At least 2 workstations, each with a 27-inch monitor, were provided to each participating site and located in a room simulating a clinical practice environment. The diagnosis for each case was entered electronically into the EDC electronic database by each reading pathologist. Staging parameters on cases requiring staging were entered on paper using templates that incorporated key elements of CAP synoptic templates for each organ. The time that a pathologist either opened or closed a case in the EDC system was logged. Reading pathologists were allowed to freely consult textbooks and other literature online, whether using microscopy or WSI. Identical clinical information was provided to reading pathologists for both modalities. Information regarding prior diagnoses on the same patient was not provided. Reading pathologists were not allowed to request recuts or any additional special stains beyond those already provided, or to consult with other pathologists. The randomization process ensured that the order in which cases were presented to the reading pathologist for microscopic interpretation was different than the order for WSI interpretation.

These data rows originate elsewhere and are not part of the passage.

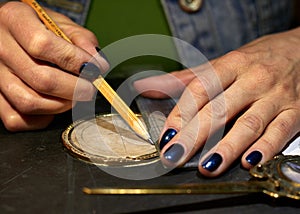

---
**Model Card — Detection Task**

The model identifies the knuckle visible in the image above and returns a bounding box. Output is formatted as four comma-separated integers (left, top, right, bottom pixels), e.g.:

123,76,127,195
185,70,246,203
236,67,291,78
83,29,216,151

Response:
274,119,292,137
186,76,210,100
56,47,78,72
203,98,227,121
1,113,23,132
218,141,239,159
217,50,249,67
27,31,51,59
15,94,37,114
0,2,20,21
31,72,57,94
260,138,278,154
237,114,264,136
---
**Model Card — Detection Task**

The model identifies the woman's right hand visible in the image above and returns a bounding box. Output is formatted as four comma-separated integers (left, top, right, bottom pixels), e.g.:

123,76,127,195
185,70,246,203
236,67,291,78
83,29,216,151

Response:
0,2,108,131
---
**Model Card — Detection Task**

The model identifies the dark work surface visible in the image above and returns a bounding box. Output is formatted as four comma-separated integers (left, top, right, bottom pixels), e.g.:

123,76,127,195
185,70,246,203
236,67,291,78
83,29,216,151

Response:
0,98,300,213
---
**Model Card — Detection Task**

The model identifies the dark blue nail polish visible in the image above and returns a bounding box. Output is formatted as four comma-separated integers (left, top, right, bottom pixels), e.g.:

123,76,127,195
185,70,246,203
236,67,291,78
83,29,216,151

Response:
246,151,262,166
159,129,177,150
164,143,184,163
79,62,101,81
95,47,109,63
202,153,223,172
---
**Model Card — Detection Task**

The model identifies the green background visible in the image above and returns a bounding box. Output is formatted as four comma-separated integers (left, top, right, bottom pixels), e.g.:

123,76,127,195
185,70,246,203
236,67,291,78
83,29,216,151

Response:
86,0,181,78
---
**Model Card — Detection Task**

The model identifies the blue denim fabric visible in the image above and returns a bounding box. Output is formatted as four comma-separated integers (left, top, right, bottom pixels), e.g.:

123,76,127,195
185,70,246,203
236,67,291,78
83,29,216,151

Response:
161,0,293,66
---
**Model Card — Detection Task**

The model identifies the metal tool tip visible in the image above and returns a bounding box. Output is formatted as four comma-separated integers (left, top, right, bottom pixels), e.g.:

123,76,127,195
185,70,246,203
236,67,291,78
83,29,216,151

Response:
148,138,155,145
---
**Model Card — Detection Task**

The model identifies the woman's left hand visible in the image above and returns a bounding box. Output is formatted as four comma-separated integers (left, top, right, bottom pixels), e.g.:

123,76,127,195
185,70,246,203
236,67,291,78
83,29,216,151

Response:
134,28,300,177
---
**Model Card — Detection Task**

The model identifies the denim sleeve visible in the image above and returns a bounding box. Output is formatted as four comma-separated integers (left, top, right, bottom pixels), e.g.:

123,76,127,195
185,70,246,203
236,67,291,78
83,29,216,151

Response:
161,0,293,65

Each diagnosis by a reading pathologist on a case (whether by WSI or microscopy) was termed a “read.” As each case from any participating institution was interpreted twice by 4 reading pathologists, there were 8 “reads” per case, not including the original sign-out diagnosis.

Back to Top | Article Outline

Adjudication Phase

The diagnosis rendered by the original pathologist who signed out the case in the course of routine patient care using a microscope was considered the reference standard. A central panel of 3 “adjudication pathologists” independently determined the level of concordance between microscopic and WSI diagnoses and the reference standard. The adjudication panel did not include any of the enrollment pathologists or reading pathologists, and was selected from institutions different than the 4 centers that participated in enrollment and reading. Each adjudication pathologist had at least 10 years of relevant experience.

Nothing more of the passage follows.